Setiap tempat tidur memiliki fitur kelebihannya tersendiri, namun Myuke tidak terlalu fokus. Semua kegembiraan yang dia miliki di rumah telah hilang. Jelas bahwa pikirannya ada di tempat lain.

“Apakah kamu tidak menyukai salah satu dari ini?”

“Tidak. Tidak ada."

“Tempat tidur seperti apa yang kamu mau?”

“Aku tidak tahu, tapi… bukan salah satu dari ini.”

“Begitu, ya.”

Anima memiliki firasat bahwa mereka tidak akan menemukan tempat tidur untuknya, tidak peduli berapa banyak toko yang mereka datangi. Terlepas dari betapa bersikerasnya dia untuk membeli tempat tidur baru semalam, jauh di lubuk hatinya, dia tidak pernah benar-benar menginginkan itu. Bahkan, Anima curiga bahwa Myuke ingin menarik kembali apa yang dia katakan—yang dia inginkan hanyalah berbaikan dengan adiknya dan tidur bersama dengan tenang.

Aku harus melakukan sesuatu.

Anima harus menapak dengan sangat hati-hati, karena berbicara atas nama Bram dapat dengan mudah menjadi bumerang bagi Anima. Itu bukan berarti Anima benar-benar tidak berdaya. Dia hanya perlu memberi Myuke dorongan untuk memperbaiki hubungan mereka.

“Apakah kamu ingin kembali ke sini lagi lain hari?”

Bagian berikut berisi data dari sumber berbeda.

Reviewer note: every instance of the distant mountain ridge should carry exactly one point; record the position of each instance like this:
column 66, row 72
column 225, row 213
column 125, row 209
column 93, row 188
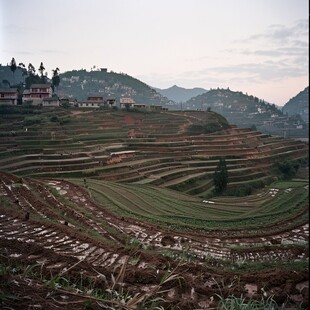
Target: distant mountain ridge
column 298, row 105
column 249, row 111
column 180, row 94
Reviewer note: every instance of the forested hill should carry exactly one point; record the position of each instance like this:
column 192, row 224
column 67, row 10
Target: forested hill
column 180, row 94
column 81, row 83
column 227, row 101
column 298, row 105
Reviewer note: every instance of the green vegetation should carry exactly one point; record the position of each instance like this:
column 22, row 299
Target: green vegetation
column 220, row 177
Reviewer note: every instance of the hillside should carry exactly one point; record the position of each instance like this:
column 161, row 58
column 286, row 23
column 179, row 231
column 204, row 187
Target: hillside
column 7, row 74
column 180, row 94
column 81, row 83
column 249, row 111
column 298, row 105
column 116, row 209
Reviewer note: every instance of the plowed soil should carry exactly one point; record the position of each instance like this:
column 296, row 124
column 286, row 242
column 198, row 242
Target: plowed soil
column 33, row 235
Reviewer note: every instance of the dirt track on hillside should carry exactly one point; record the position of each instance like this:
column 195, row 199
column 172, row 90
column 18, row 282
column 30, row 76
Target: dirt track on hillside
column 57, row 248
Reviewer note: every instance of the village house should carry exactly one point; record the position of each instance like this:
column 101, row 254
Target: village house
column 92, row 102
column 37, row 93
column 158, row 108
column 129, row 103
column 9, row 96
column 51, row 102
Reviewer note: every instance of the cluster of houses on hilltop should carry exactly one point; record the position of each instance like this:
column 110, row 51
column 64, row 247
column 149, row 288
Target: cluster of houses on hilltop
column 42, row 95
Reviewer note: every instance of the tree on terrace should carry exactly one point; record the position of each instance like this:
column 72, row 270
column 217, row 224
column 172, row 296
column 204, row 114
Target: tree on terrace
column 220, row 177
column 55, row 78
column 41, row 70
column 13, row 66
column 32, row 78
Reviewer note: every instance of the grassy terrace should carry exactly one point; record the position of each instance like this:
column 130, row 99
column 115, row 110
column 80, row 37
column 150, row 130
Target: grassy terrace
column 169, row 208
column 163, row 155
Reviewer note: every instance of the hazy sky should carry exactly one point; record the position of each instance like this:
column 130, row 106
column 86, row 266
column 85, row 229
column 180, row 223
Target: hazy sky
column 259, row 47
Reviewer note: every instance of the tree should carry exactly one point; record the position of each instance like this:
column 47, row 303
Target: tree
column 41, row 70
column 55, row 78
column 32, row 78
column 31, row 69
column 13, row 66
column 220, row 177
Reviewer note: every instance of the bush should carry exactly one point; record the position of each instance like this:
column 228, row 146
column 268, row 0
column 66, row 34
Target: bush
column 32, row 120
column 287, row 169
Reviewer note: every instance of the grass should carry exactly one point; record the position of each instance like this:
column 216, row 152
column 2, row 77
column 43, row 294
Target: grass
column 240, row 303
column 168, row 207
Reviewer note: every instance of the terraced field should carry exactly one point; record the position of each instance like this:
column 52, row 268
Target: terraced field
column 128, row 193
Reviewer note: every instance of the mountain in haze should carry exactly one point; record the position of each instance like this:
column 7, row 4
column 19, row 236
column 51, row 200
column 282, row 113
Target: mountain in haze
column 180, row 94
column 298, row 105
column 249, row 111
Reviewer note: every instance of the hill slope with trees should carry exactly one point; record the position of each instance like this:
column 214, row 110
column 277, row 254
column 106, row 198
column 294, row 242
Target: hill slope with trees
column 81, row 83
column 298, row 105
column 180, row 94
column 249, row 111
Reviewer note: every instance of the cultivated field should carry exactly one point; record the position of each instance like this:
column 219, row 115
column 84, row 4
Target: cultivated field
column 122, row 203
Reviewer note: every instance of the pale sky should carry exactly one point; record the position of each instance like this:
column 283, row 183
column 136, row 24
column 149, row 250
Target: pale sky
column 259, row 47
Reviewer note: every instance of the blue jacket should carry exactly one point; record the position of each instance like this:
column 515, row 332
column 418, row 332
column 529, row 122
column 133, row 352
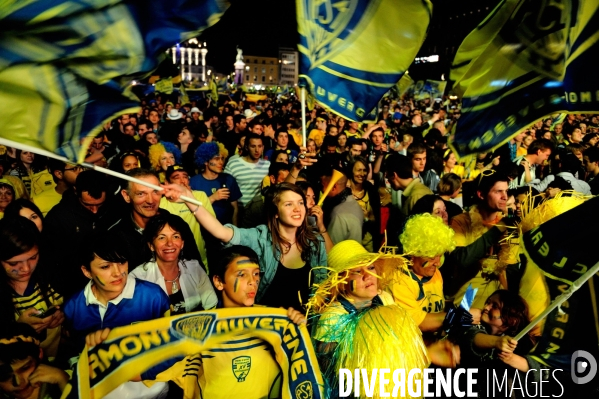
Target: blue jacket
column 148, row 302
column 260, row 240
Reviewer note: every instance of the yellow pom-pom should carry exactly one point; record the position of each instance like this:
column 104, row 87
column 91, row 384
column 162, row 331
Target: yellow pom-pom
column 427, row 236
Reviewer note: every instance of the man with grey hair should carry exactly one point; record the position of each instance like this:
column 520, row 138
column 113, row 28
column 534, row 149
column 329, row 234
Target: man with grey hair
column 144, row 204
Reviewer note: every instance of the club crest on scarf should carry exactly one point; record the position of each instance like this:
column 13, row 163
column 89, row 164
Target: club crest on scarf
column 241, row 367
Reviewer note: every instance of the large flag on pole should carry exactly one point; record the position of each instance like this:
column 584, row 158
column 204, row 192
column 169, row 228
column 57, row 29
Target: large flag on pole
column 557, row 244
column 66, row 66
column 353, row 52
column 526, row 60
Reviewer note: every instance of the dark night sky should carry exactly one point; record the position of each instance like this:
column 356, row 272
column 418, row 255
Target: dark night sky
column 260, row 27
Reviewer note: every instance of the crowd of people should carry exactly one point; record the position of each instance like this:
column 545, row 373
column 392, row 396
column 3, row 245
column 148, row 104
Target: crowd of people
column 84, row 252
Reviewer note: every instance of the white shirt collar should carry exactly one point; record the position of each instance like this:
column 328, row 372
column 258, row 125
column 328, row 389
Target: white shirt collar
column 90, row 298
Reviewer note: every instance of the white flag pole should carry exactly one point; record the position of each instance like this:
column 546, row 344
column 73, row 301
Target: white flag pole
column 26, row 147
column 303, row 101
column 559, row 300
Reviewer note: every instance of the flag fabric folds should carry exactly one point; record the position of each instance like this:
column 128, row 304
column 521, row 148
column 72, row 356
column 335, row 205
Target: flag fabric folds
column 526, row 60
column 131, row 350
column 558, row 252
column 66, row 67
column 352, row 52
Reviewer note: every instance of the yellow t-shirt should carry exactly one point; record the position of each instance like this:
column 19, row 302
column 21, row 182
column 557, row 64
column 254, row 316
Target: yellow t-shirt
column 468, row 228
column 183, row 211
column 244, row 367
column 406, row 292
column 317, row 135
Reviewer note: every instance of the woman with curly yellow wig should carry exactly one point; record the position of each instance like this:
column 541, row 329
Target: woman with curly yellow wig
column 425, row 239
column 162, row 155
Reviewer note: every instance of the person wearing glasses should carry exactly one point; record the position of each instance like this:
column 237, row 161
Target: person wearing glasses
column 64, row 176
column 487, row 220
column 83, row 208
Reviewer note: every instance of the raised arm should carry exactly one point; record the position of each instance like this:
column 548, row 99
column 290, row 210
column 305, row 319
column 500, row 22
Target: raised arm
column 173, row 192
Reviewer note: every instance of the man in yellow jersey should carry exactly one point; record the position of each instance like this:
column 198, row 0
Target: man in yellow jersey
column 244, row 366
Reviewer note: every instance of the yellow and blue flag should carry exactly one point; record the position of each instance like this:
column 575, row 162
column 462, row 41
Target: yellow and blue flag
column 557, row 253
column 525, row 61
column 213, row 90
column 66, row 66
column 353, row 52
column 130, row 351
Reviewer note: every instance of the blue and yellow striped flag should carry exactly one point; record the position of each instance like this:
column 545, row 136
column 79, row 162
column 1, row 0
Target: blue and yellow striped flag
column 66, row 66
column 353, row 52
column 525, row 61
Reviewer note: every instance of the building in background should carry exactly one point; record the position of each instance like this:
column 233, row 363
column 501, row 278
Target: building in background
column 263, row 71
column 289, row 62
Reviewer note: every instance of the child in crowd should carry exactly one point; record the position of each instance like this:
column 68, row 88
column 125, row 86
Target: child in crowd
column 111, row 299
column 23, row 375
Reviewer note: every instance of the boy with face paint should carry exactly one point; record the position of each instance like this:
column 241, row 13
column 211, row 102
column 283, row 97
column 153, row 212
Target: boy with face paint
column 245, row 366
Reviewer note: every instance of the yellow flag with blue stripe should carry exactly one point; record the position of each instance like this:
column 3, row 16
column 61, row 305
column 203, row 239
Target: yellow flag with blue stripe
column 213, row 91
column 66, row 66
column 525, row 61
column 353, row 51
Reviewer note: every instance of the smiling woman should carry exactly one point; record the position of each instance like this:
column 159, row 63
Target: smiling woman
column 184, row 280
column 23, row 283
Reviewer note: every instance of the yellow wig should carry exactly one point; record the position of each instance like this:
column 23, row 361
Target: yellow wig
column 427, row 236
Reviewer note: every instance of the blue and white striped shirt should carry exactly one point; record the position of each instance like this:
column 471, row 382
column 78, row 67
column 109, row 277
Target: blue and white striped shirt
column 249, row 176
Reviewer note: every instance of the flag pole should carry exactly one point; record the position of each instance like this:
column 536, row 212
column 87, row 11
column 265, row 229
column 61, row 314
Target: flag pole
column 49, row 154
column 559, row 300
column 303, row 101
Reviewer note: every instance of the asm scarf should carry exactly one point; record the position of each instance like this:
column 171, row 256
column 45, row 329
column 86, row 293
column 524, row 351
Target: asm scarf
column 131, row 350
column 526, row 60
column 352, row 52
column 66, row 66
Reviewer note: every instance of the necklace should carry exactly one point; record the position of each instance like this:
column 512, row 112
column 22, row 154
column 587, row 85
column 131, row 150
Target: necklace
column 175, row 286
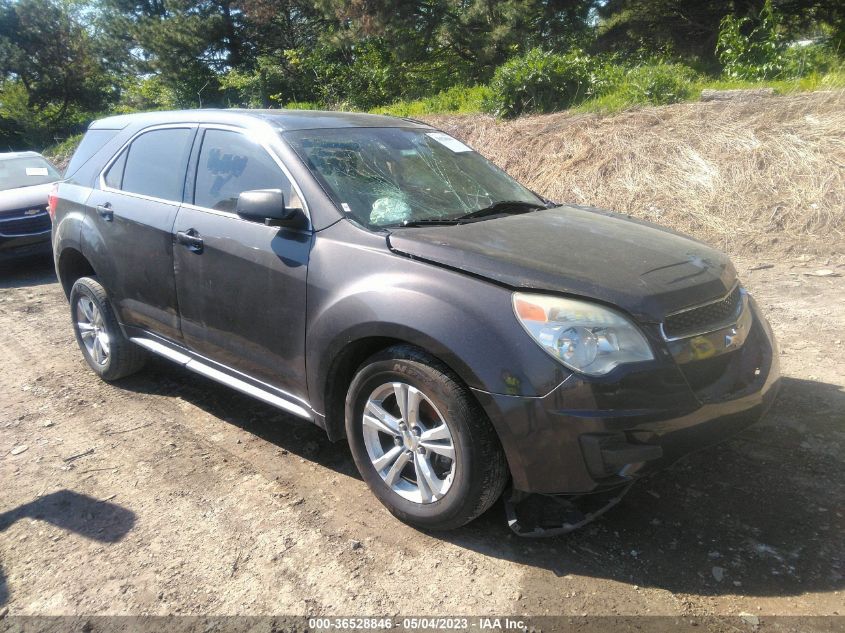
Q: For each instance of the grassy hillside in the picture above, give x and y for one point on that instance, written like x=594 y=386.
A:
x=761 y=175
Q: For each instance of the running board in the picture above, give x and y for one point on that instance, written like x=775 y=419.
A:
x=223 y=378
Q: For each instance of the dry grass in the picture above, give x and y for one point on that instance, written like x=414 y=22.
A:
x=747 y=176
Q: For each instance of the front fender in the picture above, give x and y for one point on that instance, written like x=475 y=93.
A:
x=357 y=292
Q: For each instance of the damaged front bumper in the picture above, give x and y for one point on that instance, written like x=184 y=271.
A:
x=591 y=435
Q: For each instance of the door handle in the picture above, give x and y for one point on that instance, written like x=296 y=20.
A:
x=105 y=211
x=191 y=239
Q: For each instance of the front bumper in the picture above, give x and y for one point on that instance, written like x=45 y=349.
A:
x=590 y=434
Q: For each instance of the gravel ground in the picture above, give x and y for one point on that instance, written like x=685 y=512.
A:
x=168 y=494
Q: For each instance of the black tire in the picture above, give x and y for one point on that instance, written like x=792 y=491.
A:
x=480 y=472
x=123 y=357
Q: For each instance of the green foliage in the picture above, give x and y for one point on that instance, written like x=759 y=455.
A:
x=540 y=81
x=144 y=94
x=455 y=100
x=51 y=74
x=817 y=58
x=61 y=152
x=752 y=48
x=658 y=84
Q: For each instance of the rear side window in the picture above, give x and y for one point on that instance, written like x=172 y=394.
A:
x=92 y=142
x=229 y=164
x=114 y=175
x=155 y=163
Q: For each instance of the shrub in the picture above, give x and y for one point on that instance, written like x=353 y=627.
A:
x=801 y=61
x=659 y=84
x=540 y=81
x=458 y=99
x=752 y=51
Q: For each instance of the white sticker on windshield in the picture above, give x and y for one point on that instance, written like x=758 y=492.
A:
x=452 y=143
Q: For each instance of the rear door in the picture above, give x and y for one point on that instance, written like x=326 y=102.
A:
x=241 y=284
x=131 y=218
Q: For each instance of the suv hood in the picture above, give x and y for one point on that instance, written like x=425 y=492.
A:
x=647 y=270
x=25 y=198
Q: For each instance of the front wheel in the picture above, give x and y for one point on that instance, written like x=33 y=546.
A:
x=422 y=444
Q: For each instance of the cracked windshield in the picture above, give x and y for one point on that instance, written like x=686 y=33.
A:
x=389 y=177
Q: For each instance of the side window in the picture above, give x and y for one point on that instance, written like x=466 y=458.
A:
x=155 y=164
x=114 y=176
x=230 y=163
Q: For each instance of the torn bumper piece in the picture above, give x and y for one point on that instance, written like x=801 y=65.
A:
x=543 y=516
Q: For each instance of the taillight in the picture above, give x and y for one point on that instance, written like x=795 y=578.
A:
x=52 y=200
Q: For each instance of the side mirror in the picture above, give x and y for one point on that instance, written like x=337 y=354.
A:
x=268 y=206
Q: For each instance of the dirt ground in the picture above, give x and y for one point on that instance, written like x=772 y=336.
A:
x=169 y=494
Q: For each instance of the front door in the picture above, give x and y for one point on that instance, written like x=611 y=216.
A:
x=241 y=284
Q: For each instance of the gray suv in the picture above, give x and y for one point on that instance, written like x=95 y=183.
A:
x=25 y=183
x=381 y=279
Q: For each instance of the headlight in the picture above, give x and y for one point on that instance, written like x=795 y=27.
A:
x=586 y=337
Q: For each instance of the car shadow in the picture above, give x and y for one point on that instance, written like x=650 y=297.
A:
x=102 y=521
x=295 y=435
x=27 y=272
x=758 y=515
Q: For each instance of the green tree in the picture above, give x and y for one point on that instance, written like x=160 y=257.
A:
x=51 y=77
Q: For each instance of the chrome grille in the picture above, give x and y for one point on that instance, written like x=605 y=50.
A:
x=13 y=225
x=703 y=318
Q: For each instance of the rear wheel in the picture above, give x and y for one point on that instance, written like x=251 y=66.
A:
x=108 y=352
x=421 y=443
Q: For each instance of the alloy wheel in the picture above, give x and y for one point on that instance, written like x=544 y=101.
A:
x=92 y=330
x=409 y=442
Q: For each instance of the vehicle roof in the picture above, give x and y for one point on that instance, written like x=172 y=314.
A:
x=283 y=120
x=11 y=155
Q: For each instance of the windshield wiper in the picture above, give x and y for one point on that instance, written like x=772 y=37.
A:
x=409 y=224
x=503 y=206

“Ya. Maaf karena sudah membuang waktu Ayah.”

“Kamu tidak perlu minta maaf; Ayah suka menghabiskan waktu bersamamu. Begini, karena kita sudah di kota, kita mungkin bisa sekalian juga membawa sesuatu ke rumah.”

“Ya?” Telinganya tegak karena kegembiraan. “Bawa apa?”

“Bagaimana dengan kue? Kamu suka kue, kan?”

“Aku suka.”

“Kalau begitu, kita bawa kue. Sebenarnya, mari kita membeli satu set kue mini. Dengan begitu kita bisa menikmati semua jenis rasa yang berbeda. Bisakah kamu membantu Ayah memilih kesukaan semua orang?”

“‘Semua orang'... Apakah itu termasuk punya Bram?”

Anima menjawab pertanyaan gugupnya dengan senyum lebar.

“Tentu saja. Ayah benci mengakuinya, tapi Ayah tidak pandai memilih kue. Ayah tidak ingin membuat siapa pun sakit atau semacamnya. Bisakah kamu membantu Ayah?”

“Oke. Aku akan memilihkan untuk Bram juga.”

“Bagus, ayo kita pergi. Kita tidak ingin mereka kehabisan!”

Myuke dengan riang menggandeng tangan Anima saat mereka berjalan ke toko kue. Setelah pertimbangan yang cermat, mereka memilih kombinasi kue terbaik yang bisa mereka pikirkan, lalu kembali ke rumah.